A mean profile can also be used, which is the mean of the sea surface along the tracks of a specific satellite (whereas MSS can be computed from several satellites)

## Mean dynamic topography

The Mean Dynamic Topography is the permanent stationary component of ocean dynamic topography.

This mean circulation is not produced directly from altimetry data, which rather provide the mean sea surface, consisting of the marine geoid plus the sea elevation due to the mean oceanic. We, therefore, have to combine altimetry data with other data (*in-situ*, gravimetric satellites, etc), to determine the geoid precisely, and by subtracting it, compute the mean circulation.

The relation between those three reference surfaces (each one referenced to a Reference ellipsoid) can be formalized as follow:

Mean Sea Surface (MSS) = Geoid + Mean Dynamic Topography (MDT)

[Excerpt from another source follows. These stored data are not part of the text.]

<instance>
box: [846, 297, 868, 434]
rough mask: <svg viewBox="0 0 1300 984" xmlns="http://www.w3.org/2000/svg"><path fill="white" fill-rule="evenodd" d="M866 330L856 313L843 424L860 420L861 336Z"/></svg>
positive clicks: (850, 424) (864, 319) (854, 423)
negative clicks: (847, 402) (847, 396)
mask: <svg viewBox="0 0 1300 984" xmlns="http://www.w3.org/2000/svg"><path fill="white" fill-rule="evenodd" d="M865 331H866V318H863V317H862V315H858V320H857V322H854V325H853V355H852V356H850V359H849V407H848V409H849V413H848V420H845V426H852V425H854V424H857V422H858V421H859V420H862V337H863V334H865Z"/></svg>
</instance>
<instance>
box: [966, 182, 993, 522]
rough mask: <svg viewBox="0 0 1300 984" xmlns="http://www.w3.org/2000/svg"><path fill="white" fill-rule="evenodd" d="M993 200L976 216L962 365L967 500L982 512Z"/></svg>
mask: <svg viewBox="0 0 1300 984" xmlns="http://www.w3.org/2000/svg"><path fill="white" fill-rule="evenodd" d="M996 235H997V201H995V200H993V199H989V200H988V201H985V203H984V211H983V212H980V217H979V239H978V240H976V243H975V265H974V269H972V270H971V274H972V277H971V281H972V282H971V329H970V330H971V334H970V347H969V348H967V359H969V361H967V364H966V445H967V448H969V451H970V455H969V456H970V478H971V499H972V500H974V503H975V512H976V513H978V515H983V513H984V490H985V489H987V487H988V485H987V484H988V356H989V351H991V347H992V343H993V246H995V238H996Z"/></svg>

Quantities computed from altimetric heights can be thus defined:**Sea Surface Height** (SSH) is the sea surface height with respect to the Reference ellipsoid**Dynamic topography** (or Absolute Dynamic Topography, ADT; sometimes called Sea Surface Topography — which can be misleading with Sea Surface Temperature, however) is the sea surface height with respect to the geoid**Sea Level Anomalies** (SLA, also called SSHA, Sea Surface Height Anomalies) is the sea surface height with respect to a Mean Sea Surface or a Mean profile

So, **SSH = (Altitude – Range – corrections) = geoid + ADT = MSS + SLA/SSHA = geoid + MDT + SLA/SSHA**

## Bathymetry

Bathymetry is the measurement of the ocean depths. Although is has no direct use in altimetry data processing, it can be useful in shallow water (since ocean altimetry is not as effective there), or for comparing with ocean features such as currents.

Bathymetry can be computed using among other things altimetry sea surface height measurements (via the geoid).